With much fanfare, the Swedish division of Volkswagen recently declared the outcome of its Fun Theory innovation challenge. The announcement took place at a real news conference, held in an actual Volkswagen showroom in Stockholm, with the grand-prize winner, American Kevin Richardson, receiving a bona fide check in the amount of 25,000 SEK (about $3,500) for his proposal to reward drivers who stick to the speed limit by giving them a chance to win a lottery jackpot.
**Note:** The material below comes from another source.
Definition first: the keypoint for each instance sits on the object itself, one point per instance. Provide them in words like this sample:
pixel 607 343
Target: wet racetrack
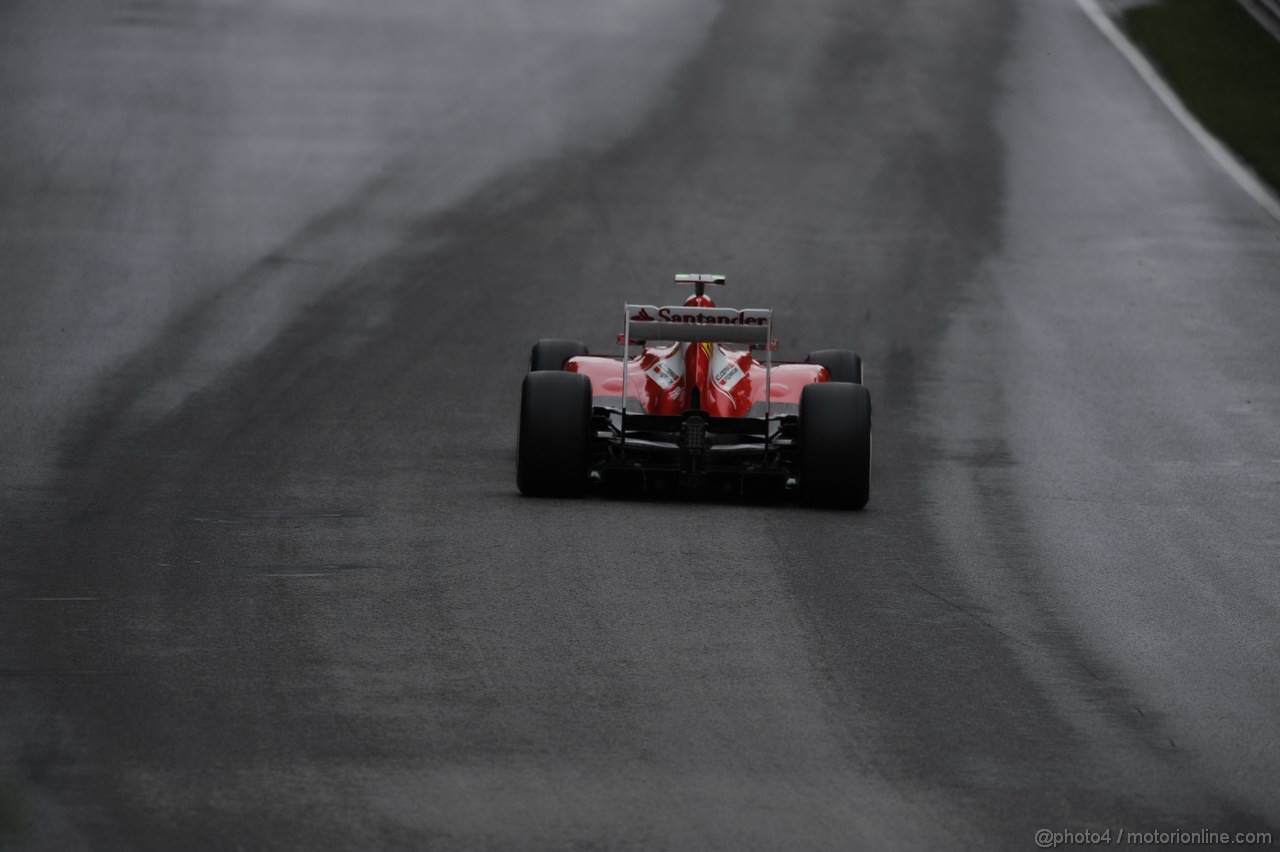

Also at the press conference were the contest judges, who had chosen Richardson’s concept from among entries submitted online at thefuntheory.com
, along with assorted experts who participated in a panel discussion on the issue the car company raised with its contest: whether you can get people to do the right thing by making that thing enjoyable to do. The press event was the latest chapter in Volkswagen’s Fun Theory campaign, launched this past fall to encourage consumers to associate the company’s BlueMotion turbo-diesel vehicles
with the idea of enjoyment — with almost all of the campaign taking place not in the “real world” but the virtual realm of the internet.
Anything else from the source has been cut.